In [1]:
import tensorflow as tf
from tensorflow.keras.applications import ResNet50, EfficientNetB7
from tensorflow.keras.models import Model
import tensorflow.keras.layers as L
from google.colab import drive
from tensorflow.keras.optimizers import Adam
from sklearn.utils.class_weight import compute_class_weight
import pathlib
import zipfile
import os
import cv2
import numpy as np
import pandas as pd
import matplotlib.pyplot as plt
import os
from sklearn.metrics import classification_report
import random
from tensorflow.keras.regularizers import l2
from tensorflow.keras.callbacks import EarlyStopping

In [2]:
drive.mount("/content/drive")

Mounted at /content/drive


In [5]:
zip_folder = "/content/drive/MyDrive"

zip_files = ["inpainting.zip", "insight.zip", "text2img.zip", "wiki.zip"]

extract_dir = "/content/extracted_data"

In [6]:
for file_name in zip_files:
    zip_path = os.path.join(zip_folder, file_name)

    try:
        with zipfile.ZipFile(zip_path, 'r') as zip_ref:
            zip_ref.extractall("extracted_data/")
            print(f"Extracted: {file_name}")
    except zipfile.BadZipFile:
        print(f"Error: {file_name} is not a valid zip file.")

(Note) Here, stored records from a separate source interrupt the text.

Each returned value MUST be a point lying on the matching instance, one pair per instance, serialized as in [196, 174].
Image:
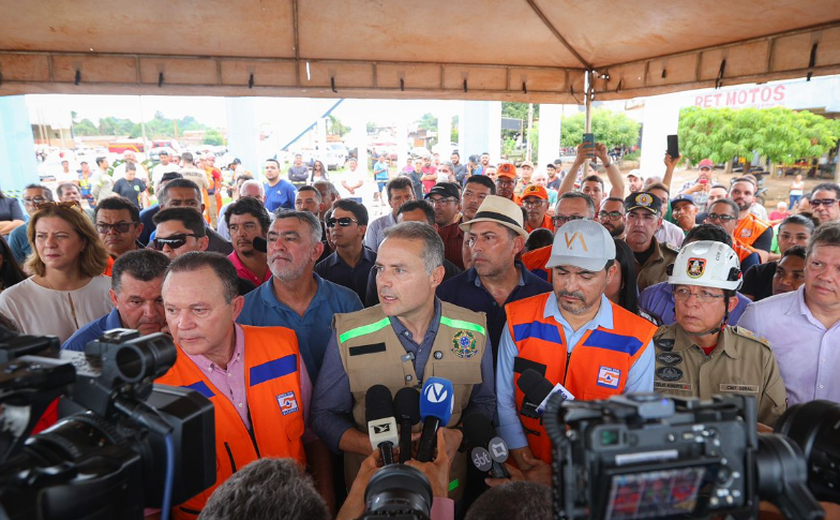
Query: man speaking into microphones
[573, 337]
[407, 340]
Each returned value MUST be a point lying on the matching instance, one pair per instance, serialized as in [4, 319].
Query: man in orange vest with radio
[253, 375]
[574, 337]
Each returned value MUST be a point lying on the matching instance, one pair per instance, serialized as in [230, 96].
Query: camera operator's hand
[437, 471]
[354, 506]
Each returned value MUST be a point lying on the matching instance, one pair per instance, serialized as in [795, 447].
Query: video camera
[648, 456]
[134, 445]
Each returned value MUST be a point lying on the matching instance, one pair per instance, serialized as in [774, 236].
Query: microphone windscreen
[478, 430]
[407, 404]
[378, 403]
[535, 387]
[437, 399]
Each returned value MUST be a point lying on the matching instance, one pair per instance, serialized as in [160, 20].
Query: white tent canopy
[512, 50]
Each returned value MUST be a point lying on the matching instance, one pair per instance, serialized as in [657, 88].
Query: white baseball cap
[582, 243]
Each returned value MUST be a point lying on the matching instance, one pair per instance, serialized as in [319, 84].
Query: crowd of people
[290, 302]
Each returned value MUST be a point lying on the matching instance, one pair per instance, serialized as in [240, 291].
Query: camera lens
[399, 488]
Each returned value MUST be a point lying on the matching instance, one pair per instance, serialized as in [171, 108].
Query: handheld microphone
[490, 451]
[407, 408]
[436, 404]
[382, 427]
[538, 389]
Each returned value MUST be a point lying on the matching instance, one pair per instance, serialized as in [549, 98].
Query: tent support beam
[556, 33]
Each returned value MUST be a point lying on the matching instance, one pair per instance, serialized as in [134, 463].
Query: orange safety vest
[749, 229]
[535, 261]
[272, 389]
[598, 365]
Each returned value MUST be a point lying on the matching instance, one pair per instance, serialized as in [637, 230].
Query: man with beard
[496, 237]
[136, 279]
[296, 297]
[613, 217]
[751, 230]
[644, 217]
[581, 340]
[248, 220]
[535, 202]
[476, 189]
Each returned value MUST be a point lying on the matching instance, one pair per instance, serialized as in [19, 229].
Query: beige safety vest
[373, 355]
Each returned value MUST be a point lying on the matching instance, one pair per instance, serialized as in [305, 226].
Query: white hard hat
[707, 263]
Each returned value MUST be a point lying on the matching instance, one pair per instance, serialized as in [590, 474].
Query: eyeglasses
[612, 215]
[174, 242]
[343, 221]
[119, 227]
[559, 220]
[722, 218]
[682, 294]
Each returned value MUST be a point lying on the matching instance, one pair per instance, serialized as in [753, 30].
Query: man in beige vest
[409, 336]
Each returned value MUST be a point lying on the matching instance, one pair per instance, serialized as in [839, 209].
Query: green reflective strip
[364, 329]
[461, 324]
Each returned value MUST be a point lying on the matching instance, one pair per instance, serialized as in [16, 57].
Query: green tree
[781, 135]
[213, 137]
[610, 128]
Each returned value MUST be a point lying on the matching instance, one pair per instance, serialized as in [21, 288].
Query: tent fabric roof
[511, 50]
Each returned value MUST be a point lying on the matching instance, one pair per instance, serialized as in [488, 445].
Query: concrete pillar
[481, 129]
[18, 166]
[244, 134]
[549, 135]
[662, 117]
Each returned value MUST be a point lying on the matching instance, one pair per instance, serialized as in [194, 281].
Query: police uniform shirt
[741, 363]
[655, 267]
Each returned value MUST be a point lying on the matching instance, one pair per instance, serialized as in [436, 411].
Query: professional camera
[647, 456]
[134, 444]
[398, 492]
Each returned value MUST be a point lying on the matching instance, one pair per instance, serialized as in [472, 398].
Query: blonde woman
[66, 289]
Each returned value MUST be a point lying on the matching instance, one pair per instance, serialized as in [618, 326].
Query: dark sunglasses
[119, 227]
[343, 221]
[174, 242]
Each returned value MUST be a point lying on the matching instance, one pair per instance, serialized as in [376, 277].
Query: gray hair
[252, 182]
[267, 489]
[514, 500]
[303, 217]
[432, 244]
[827, 234]
[219, 263]
[143, 264]
[590, 204]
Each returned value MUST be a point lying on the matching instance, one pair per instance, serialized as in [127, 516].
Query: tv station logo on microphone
[436, 393]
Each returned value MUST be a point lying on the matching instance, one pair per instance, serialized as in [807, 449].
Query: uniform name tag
[672, 386]
[728, 387]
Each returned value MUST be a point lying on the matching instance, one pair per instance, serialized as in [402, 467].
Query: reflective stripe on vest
[272, 386]
[598, 366]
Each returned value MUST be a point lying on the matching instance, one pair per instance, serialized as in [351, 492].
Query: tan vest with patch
[373, 355]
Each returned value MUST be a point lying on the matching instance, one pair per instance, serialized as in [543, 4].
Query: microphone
[490, 451]
[538, 389]
[382, 427]
[436, 404]
[407, 408]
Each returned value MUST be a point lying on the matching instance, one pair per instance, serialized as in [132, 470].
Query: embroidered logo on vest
[287, 402]
[464, 344]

print("All files extracted successfully!")

Extracted: inpainting.zip
Extracted: insight.zip
Extracted: text2img.zip
Extracted: wiki.zip
All files extracted successfully!


In [7]:
data_dir = pathlib.Path("extracted_data")
image_paths = list(data_dir.glob('*/*/*.jpg'))
image_paths = [str(path) for path in image_paths]

In [8]:
class_names = ['inpainting', 'insight', 'text2img', 'wiki']
class_indices = {name: (0 if name == 'wiki' else 1) for name in class_names}
labels = [class_indices[pathlib.Path(path).parent.parent.name] for path in image_paths]

In [9]:
print("Class Names:", class_names)
print("Class Indices:", class_indices)
print("Total Image Paths:", len(image_paths))
print("First 5 Image Paths:", image_paths[:5])
print("First 5 Labels:", labels[:5])

Class Names: ['inpainting', 'insight', 'text2img', 'wiki']
Class Indices: {'inpainting': 1, 'insight': 1, 'text2img': 1, 'wiki': 0}
Total Image Paths: 120000
First 5 Image Paths: ['extracted_data/wiki/35/3501535_1936-03-24_2011.jpg', 'extracted_data/wiki/35/12109435_1957-07-21_2006.jpg', 'extracted_data/wiki/35/2585235_1935-10-29_1962.jpg', 'extracted_data/wiki/35/2173335_1983-10-21_2010.jpg', 'extracted_data/wiki/35/1021335_1964-09-24_2006.jpg']
First 5 Labels: [0, 0, 0, 0, 0]


In [10]:
combined = list(zip(image_paths, labels))
random.shuffle(combined)

# Unzip after shuffling
image_paths, labels = zip(*combined)
image_paths, labels = list(image_paths), list(labels)

In [11]:
total_size = len(image_paths)
train_size = int(0.7 * total_size)
val_size = int(0.1 * total_size)

In [12]:
train_paths, train_labels = image_paths[:train_size], labels[:train_size]
val_paths, val_labels = image_paths[train_size:train_size + val_size], labels[train_size:train_size + val_size]
test_paths, test_labels = image_paths[train_size + val_size:], labels[train_size + val_size:]

In [13]:
def load_image(img_path, label):
    img = tf.io.read_file(img_path)
    img = tf.image.decode_jpeg(img, channels=3)
    img = tf.image.resize(img, (224, 224))
    img = img / 255.0  # Normalize
    return img, label

In [14]:
train_dataset = tf.data.Dataset.from_tensor_slices((train_paths, train_labels))
train_dataset = train_dataset.shuffle(len(train_paths)).map(load_image, num_parallel_calls=tf.data.AUTOTUNE)
train_dataset = train_dataset.batch(32).prefetch(tf.data.AUTOTUNE)


In [15]:
val_dataset = tf.data.Dataset.from_tensor_slices((val_paths, val_labels))
val_dataset = val_dataset.map(load_image, num_parallel_calls=tf.data.AUTOTUNE)
val_dataset = val_dataset.batch(32).prefetch(tf.data.AUTOTUNE)


In [16]:
test_dataset = tf.data.Dataset.from_tensor_slices((test_paths, test_labels))
test_dataset = test_dataset.map(load_image, num_parallel_calls=tf.data.AUTOTUNE)
test_dataset = test_dataset.batch(32).prefetch(tf.data.AUTOTUNE)


In [17]:
from collections import Counter

# Count occurrences of each class in train, validation, and test sets
train_class_counts = Counter(train_labels)
val_class_counts = Counter(val_labels)
test_class_counts = Counter(test_labels)

print("Train Class Distribution:", train_class_counts)
print("Validation Class Distribution:", val_class_counts)
print("Test Class Distribution:", test_class_counts)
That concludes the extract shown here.